Source: Wall Street Journal
In the same Wall Street Journal today I see that B of A is offering to settle claims that it lied (they use the term, misled) to investors when it purchased Merrill Lynch during the height of the Great Recession. Th bank is offering $2.43 billion. Investors were seeking $20 billion at trial so the bank settled but admitted no wrong doing; it settled "as a way of eliminating the uncertainties of protracted litigation" the Wall Street Journal reports.

Well, that's nice of them.  But what's interesting is that when some poor working class folk or a community business get dragged before one of their judges for some infraction, the judge lays the hammer down extra hard if the "accused" doesn't show remorse, admit guilt or continue to deny guilt.  Not for the bank, it denies it did anything wrong and gets a better deal for it. Of course, as "BofA"  says this or that or "BofA denied the allegations"  it's very handy for the guilty parties, the human ones that is, as "the bank" gets the blame and its hard to put a bank in jail.

BofA has set aside $42 billion "in litigation expenses, payouts and reserves", according to the WSJ. This is a staggering sum.  The bank paid $8.5 billion last year to settle claims made by a group of coupon clippers,  who the WSJ refers to as, "High profile mortgage-bond investors"   and got $20 billion of taxpayer's money to help it with the Merrill purchase, what execs thought would be a great windfall.  It was for some, the deal allowed Merrill to pay $5.8 billion in bonuses to its execs.  Isn't socialism swell!

Millions of workers throughout the world are challenging capitalism and the bankers; a million take to the streets in Portugal.  A general strike is called in Greece.  Hundreds of thousands of Spaniards surround parliament. South African workers are waging a heroic war against the mine owners as well as against some of their own leaders.  In China, India, and Bangladesh, workers are on the move.  Workers and indigenous communities throughout South America are fighting back against the global energy companies that destroy their communities.  Students in Chile and Montreal Canada are waging a continuous struggle against attacks on education and other austerity measures.

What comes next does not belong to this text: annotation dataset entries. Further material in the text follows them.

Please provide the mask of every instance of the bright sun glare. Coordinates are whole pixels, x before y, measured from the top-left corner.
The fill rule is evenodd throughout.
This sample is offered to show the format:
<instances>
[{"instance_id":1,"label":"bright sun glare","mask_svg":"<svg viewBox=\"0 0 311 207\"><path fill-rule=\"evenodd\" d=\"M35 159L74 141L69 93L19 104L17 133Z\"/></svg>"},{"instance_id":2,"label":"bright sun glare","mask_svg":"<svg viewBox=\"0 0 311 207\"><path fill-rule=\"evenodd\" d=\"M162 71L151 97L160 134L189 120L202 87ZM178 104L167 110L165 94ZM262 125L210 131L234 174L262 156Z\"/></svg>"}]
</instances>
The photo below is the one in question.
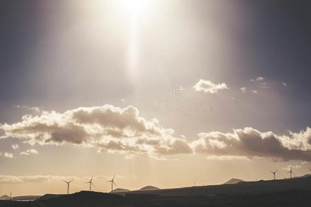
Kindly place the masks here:
<instances>
[{"instance_id":1,"label":"bright sun glare","mask_svg":"<svg viewBox=\"0 0 311 207\"><path fill-rule=\"evenodd\" d=\"M116 0L115 7L122 14L130 17L140 16L148 8L148 0Z\"/></svg>"}]
</instances>

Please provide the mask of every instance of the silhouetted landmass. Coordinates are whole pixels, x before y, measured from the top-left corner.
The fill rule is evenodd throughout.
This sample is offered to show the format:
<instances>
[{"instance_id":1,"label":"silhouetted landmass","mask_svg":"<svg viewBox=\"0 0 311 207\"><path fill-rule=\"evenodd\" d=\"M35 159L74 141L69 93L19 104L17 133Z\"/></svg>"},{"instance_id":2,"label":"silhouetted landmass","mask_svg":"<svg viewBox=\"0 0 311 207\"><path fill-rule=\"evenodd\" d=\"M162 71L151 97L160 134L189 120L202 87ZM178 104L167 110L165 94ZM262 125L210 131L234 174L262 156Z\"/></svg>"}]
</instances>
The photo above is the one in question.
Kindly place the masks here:
<instances>
[{"instance_id":1,"label":"silhouetted landmass","mask_svg":"<svg viewBox=\"0 0 311 207\"><path fill-rule=\"evenodd\" d=\"M124 189L124 188L116 188L113 190L114 193L124 193L124 192L130 192L129 189Z\"/></svg>"},{"instance_id":2,"label":"silhouetted landmass","mask_svg":"<svg viewBox=\"0 0 311 207\"><path fill-rule=\"evenodd\" d=\"M0 207L310 206L310 197L311 177L306 177L115 194L82 191L33 201L0 201Z\"/></svg>"},{"instance_id":3,"label":"silhouetted landmass","mask_svg":"<svg viewBox=\"0 0 311 207\"><path fill-rule=\"evenodd\" d=\"M41 196L39 198L37 199L37 201L47 200L51 198L59 197L59 196L62 195L64 195L64 194L46 194L44 196Z\"/></svg>"},{"instance_id":4,"label":"silhouetted landmass","mask_svg":"<svg viewBox=\"0 0 311 207\"><path fill-rule=\"evenodd\" d=\"M224 183L223 185L227 185L227 184L236 184L239 182L243 182L244 181L241 179L236 179L236 178L232 178Z\"/></svg>"},{"instance_id":5,"label":"silhouetted landmass","mask_svg":"<svg viewBox=\"0 0 311 207\"><path fill-rule=\"evenodd\" d=\"M140 189L140 191L158 190L160 190L160 189L159 188L152 186L144 186L144 188L142 188Z\"/></svg>"},{"instance_id":6,"label":"silhouetted landmass","mask_svg":"<svg viewBox=\"0 0 311 207\"><path fill-rule=\"evenodd\" d=\"M33 201L40 198L39 195L23 195L23 196L16 196L12 198L13 201Z\"/></svg>"}]
</instances>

It can be frustrating here in the US as a movement of workers (not a movement "for" workers) has not really taken off.   We are being bombarded instead with 43,000 political ads a day says Business Week that drive us further from politics and increases the general disgust Americans have with the present corrupt political process, a process that one worker in a Democratic Party poll has resulted in the US being "mired in a bowl of stupid".  After spending a record $5.29 billion in the 2008 election, the Democrats  and Republicans (Dems 57% of it, Republicans 42%) are looking to set another record this year at close to $6 billion.  The politicos of the best democracy money can buy reside in Washington DC. But it costs a lot of money to confuse, demoralize  and wear down a nation of 300 million people.

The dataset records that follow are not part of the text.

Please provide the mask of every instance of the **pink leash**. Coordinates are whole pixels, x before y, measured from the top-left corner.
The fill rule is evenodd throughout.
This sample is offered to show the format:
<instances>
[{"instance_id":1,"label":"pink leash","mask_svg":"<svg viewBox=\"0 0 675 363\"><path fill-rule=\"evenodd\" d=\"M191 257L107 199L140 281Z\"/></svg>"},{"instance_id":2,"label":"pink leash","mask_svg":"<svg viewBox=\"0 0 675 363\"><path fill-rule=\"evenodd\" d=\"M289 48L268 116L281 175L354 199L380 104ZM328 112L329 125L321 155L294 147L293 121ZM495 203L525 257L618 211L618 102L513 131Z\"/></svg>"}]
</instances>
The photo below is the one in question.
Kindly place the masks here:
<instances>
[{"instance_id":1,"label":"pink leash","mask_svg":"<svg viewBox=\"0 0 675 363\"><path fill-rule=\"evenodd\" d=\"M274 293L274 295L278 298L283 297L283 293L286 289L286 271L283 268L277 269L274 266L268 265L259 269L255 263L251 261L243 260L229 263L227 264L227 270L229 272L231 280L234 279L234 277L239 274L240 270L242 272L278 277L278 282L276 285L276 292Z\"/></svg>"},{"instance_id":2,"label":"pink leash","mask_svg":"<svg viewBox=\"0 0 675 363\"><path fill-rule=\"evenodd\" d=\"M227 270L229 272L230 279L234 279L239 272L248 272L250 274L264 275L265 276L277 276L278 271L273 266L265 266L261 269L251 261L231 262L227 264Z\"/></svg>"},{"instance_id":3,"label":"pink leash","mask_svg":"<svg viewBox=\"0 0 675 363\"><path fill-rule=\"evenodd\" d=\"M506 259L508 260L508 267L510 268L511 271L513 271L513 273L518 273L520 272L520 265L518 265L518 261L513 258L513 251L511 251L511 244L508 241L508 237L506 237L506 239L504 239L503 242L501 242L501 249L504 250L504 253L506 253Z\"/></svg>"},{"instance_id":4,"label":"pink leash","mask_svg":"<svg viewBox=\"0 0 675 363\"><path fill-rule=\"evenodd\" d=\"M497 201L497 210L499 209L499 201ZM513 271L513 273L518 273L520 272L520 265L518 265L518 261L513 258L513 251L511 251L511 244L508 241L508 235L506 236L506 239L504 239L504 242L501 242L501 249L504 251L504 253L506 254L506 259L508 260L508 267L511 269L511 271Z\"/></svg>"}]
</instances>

As a previous blog pointed out, the situation here is extremely volatile.  Having no political party of our own and a hierarchy atop organized Labor that is completely wedded to the market and capitalism, the movement as it arises here will face some obstacles.  The US capitalist class is the most crass and violent and is committed to placing the US working class on rations, but the US working class will rise to defend its interests as it always has.  It may be delayed, it will be confused and contradictory.  But we will see some battles here in the not too distant future.

No to austerity, money is everywhere.